History
Hello to the big confusing world, this is me well a version of who I let people see at least.
So firstly a heads up I have ADHD inattentive type and dyslexia. This could mean that there are typos random grammar mistakes that I'm sure will drive some people nuts. So sorry about that nothing I can do, so if poor grammar, spelling or even scattered writing boils your piss then look away this is not for you.
Breif history diagnosed this year 2023 at the ripe old age of 42. Prior to this my life had been wrapped in pockets of success, achievement and balling shit shows of disaster. ADHD never entered my mind, I didn't search for this diagnosis and while I'm here there is nothing wrong with searching symptoms or thinking you may have ADHD.
This hyped media shit show of making a diagnosis a 'trend' can go and suck my dick. ADHD in the world we live is not funny memes or squirrel thinking. It's not some scatterbrained hype train full of naughty boys and air headed girls wanting to get off their tits on medical grade speed. Our brains are really different to neurotypical brains or (normies) as I call it don't worry for equality I call myself neurospicy. Mainly because for a dyslexic person typing the correct terminology is a massive ballache and neurospicy sounds cool.
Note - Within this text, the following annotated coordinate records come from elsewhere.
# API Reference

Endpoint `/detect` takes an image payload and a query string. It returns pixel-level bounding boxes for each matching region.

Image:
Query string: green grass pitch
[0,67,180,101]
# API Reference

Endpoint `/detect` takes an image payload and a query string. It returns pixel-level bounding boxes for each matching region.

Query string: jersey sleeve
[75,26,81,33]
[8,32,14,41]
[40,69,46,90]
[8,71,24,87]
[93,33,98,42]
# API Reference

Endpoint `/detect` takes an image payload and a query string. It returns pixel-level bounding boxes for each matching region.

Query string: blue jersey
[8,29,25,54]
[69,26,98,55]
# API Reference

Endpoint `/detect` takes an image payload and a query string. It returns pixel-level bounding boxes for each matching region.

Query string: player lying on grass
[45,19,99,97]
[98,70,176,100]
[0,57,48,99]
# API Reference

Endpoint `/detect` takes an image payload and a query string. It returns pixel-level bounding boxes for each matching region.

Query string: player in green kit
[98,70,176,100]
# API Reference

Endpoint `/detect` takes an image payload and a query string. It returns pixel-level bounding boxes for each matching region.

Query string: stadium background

Sorry went off on a tangent, where was I? (scrolls back up to check). Oh my diagnosis.... I work in the medical field went to university and everything. I found out I was dyslexic then in my mid 20's up until that point teachers just thought I was thick, gotta love schooling in the 80's-90's. My life was filled with bouts of diagnosed anxiety and depression where pills were thrown at me like smarties and I was left to get on with it. Although these meds help millions of people I didn't have fucking anxiety or depression which is why they never worked. It's why all I had was side effects and no benifit. The issues I had were still there I was just numbed.
It was the time just after COVID chilled it's tits and stopped causing death and sadness world wide 2022 I fell and oh boy did I fall hard. Drink became my best friend the thing that made it stop. As soon as I got home I would get wasted so I would not see the horrors of COVID in my head night after night. You see now the panic and fear was over I was no longer in full fight or flight. But also out of nowhere I could not function, I could not slap on the mask in society or even now at home to fit in or function to look normal. The true me that I had found ways of hiding over the years was seeping out:
Disorganisation at home and work, missing dealines
Saying EXACTLY what I thought ( this made for some interesting meetings at work)
Distraction, I could not organise any tasks I could not find the methodology I had used before. Missed dealines, house like a horders.
Irritation/anger/rage
Social anxiety spikes (I became a hermit)
Floating between jobs internal and completely new one which lasted max a couple of months. My CV now makes and interesting read.
Impulsive actions and spending.
But I was still working still swimming in the soup of society. In December 2022 a psychiatrist who I was working with said to me " have you ever considered you may have ADHD". I laughed in his face literally laughed in a colleagues face. Thought nothing more of it at the time, but that little seed was planted. That seed didn't pop up again until my relationship broke down early Jan 2023. As we all do I googled for weeks into the night for hours and hours. Then it hit me Jesus this is a possibility, is this what the problem has been all along? I'll do a separate entry about that fun fucknugget of actually getting a diagnosis later. So now here I am diagnosed and on day two of treatment.
Why I'm a writing this? Your guess is as good as mine, is it a hyperfixation? Or just a way to get out to the either how I feel?Time will tell. What it will be is a real representation of my mind (buckle up) as I commence treatment and navigate this world with no fecking clue who I am anymore, or what I want to be when I grow up.